Jim Hoft and Fox News say he did, CNN says he didn’t, and now here’s WaPo saying yep, he did.

Your move, New York Times.

The signs of easing tensions came as a family friend of the officer who fatally shot Brown came forward to offer a version of the incident with new details, saying that the officer suffered a fracture to his eye socket in a scuffle with the unarmed teenager before opening fire.

Hospital X-rays of the injury have been taken and will be shared with a grand jury that is weighing evidence to determine whether Officer Darren Wilson should be charged in the shooting, said the friend, who spoke on the condition of anonymity because of fear of threats. The friend has been in contact with Wilson’s family members…

In his account to close confidants, Wilson has repeatedly said he thought Brown was acting erratically when they had an altercation on a street in a garden apartment complex in Ferguson. He said that Brown was coming at him when he fired the fatal shots.

“Darren was adamant that he believed Michael Brown had some drugs in his system,” the friend said.

The DA’s office says Wilson will be invited to appear before the grand jury but they admit that they haven’t interviewed him. Whether that’s because Wilson doesn’t want to talk to them (yet) or because they feel they don’t need to talk to him before seeking an indictment is unclear.

Over at NRO, Charles Cooke wonders: What if we’ve already seen all of the relevant prosecution evidence in the Brown shooting? Is there any way that the D.A. gets a conviction here? According to the Times, “many” witnesses agree that there was a struggle between Brown and Wilson while Wilson was still in his squad car. They also agree that Wilson’s gun discharged before he got out, that Brown started running, that Wilson fired at him while Brown’s back was to him, and that Brown finally stopped and turned to face him. They disagree on what happened after that. Some say Brown advanced towards Wilson, others say he stayed put. Maybe the state can do something with forensics to show whether Brown was moving forward when he was hit, but if not, it’ll be a test of credibility between the prosecution’s witnesses and the defense’s. And it’s a heavy lift to get from there to “beyond a reasonable doubt,” especially if Wilson has medical records showing that Brown had already hit him hard enough to break bone. Once you produce some evidence to show justifiable homicide, the burden falls on the prosecution to disprove it. Unless the jury decides that there’s simply no plausible scenario in which an armed man reasonably needs to use lethal force to repel an attack from a man who’s unarmed, the D.A. will have trouble.

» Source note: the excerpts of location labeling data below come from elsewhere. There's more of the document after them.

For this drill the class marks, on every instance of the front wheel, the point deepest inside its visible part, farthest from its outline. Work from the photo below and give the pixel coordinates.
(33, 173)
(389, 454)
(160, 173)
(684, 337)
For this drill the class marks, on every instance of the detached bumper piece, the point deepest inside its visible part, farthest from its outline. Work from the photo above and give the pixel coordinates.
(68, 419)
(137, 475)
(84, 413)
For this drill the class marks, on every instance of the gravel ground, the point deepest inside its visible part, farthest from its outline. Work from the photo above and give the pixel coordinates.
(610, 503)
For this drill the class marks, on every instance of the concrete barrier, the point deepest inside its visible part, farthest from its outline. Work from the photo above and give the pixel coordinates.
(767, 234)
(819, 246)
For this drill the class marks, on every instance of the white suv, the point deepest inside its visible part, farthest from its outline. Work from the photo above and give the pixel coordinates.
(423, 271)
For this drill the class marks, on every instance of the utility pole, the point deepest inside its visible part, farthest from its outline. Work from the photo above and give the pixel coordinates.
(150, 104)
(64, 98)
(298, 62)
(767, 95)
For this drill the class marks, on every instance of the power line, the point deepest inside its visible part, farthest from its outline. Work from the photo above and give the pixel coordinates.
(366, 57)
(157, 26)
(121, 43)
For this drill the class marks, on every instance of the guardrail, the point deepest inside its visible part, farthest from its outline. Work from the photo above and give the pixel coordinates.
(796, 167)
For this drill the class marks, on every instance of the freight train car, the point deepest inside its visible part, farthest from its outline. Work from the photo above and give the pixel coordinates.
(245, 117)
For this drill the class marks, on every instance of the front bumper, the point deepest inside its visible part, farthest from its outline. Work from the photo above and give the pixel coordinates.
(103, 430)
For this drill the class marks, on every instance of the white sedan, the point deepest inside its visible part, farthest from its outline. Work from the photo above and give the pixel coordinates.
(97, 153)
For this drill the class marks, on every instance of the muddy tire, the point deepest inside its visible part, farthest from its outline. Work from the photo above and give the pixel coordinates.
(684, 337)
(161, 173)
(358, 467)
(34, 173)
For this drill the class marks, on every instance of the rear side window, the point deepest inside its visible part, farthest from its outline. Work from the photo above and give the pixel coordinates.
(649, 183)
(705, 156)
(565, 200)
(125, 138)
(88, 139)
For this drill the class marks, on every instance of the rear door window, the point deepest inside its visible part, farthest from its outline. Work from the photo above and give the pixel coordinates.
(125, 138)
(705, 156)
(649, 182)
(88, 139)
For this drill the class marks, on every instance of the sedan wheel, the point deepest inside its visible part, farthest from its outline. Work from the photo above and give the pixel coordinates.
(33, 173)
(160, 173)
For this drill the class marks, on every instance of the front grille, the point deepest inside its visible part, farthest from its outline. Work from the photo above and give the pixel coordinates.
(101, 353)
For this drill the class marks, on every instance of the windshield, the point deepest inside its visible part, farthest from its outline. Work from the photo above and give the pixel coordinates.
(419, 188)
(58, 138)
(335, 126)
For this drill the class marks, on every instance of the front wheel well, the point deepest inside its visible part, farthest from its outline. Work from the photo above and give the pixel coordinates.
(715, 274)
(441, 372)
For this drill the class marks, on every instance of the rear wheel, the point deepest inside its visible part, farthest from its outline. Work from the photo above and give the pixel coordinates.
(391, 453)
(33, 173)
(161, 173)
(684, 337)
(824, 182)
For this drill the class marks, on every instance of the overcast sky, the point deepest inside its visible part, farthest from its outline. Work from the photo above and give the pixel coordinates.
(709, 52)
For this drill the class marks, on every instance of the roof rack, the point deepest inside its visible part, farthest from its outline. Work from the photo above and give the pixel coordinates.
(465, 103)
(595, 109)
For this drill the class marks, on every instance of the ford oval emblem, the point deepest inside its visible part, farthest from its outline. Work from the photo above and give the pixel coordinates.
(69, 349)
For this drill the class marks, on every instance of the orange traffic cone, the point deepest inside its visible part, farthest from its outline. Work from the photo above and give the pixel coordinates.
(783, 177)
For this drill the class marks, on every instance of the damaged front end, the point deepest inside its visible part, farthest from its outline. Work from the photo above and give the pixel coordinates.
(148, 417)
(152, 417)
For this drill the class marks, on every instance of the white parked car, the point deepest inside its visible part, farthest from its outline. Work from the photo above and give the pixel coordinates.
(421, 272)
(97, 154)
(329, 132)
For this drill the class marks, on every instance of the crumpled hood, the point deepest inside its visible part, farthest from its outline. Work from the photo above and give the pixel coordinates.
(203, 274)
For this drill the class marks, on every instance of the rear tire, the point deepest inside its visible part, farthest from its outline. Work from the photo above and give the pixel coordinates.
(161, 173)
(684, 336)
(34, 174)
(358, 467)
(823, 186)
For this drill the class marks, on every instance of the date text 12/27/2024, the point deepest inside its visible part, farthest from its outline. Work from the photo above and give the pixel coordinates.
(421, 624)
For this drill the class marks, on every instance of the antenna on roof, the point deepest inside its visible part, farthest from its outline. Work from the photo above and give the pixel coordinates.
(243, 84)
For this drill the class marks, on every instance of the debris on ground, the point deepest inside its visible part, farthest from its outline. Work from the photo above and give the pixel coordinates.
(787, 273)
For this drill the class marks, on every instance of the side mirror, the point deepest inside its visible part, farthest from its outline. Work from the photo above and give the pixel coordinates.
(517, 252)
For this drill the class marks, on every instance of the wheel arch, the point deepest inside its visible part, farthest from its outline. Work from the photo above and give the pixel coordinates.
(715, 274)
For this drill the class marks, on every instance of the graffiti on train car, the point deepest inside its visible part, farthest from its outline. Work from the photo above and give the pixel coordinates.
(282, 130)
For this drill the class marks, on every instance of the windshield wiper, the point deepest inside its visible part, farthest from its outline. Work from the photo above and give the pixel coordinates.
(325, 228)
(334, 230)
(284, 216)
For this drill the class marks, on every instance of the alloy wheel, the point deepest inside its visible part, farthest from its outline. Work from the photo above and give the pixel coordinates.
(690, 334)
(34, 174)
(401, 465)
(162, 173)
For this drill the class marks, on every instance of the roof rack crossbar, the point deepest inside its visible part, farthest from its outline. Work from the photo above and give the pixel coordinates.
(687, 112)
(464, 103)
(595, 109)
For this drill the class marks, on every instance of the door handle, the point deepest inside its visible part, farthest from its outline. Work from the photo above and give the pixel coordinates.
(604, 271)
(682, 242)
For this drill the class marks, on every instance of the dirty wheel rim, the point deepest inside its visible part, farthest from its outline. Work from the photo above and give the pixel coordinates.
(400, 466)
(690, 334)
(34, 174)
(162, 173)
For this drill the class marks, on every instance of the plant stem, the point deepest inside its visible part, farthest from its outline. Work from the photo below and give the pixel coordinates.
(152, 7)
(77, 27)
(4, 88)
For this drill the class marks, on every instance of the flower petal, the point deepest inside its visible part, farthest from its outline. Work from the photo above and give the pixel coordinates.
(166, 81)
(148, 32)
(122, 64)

Makes me wonder if maybe the state will zero in on Wilson shooting at Brown’s back while he was fleeing and try to get some sort of conviction out of that. That would be awfully tricky — it would be bizarre for Wilson to be acquitted of murder on self-defense grounds but convicted on attempted murder or negligence grounds for the shots he fired just moments before the fatal shots. If the first shots at Brown’s back were criminal, didn’t Brown then have a self-defense right of his own to try to disarm Wilson? If he was acting in his own self-defense, how can Wilson claim self-defense on the shots that ended up killing Brown?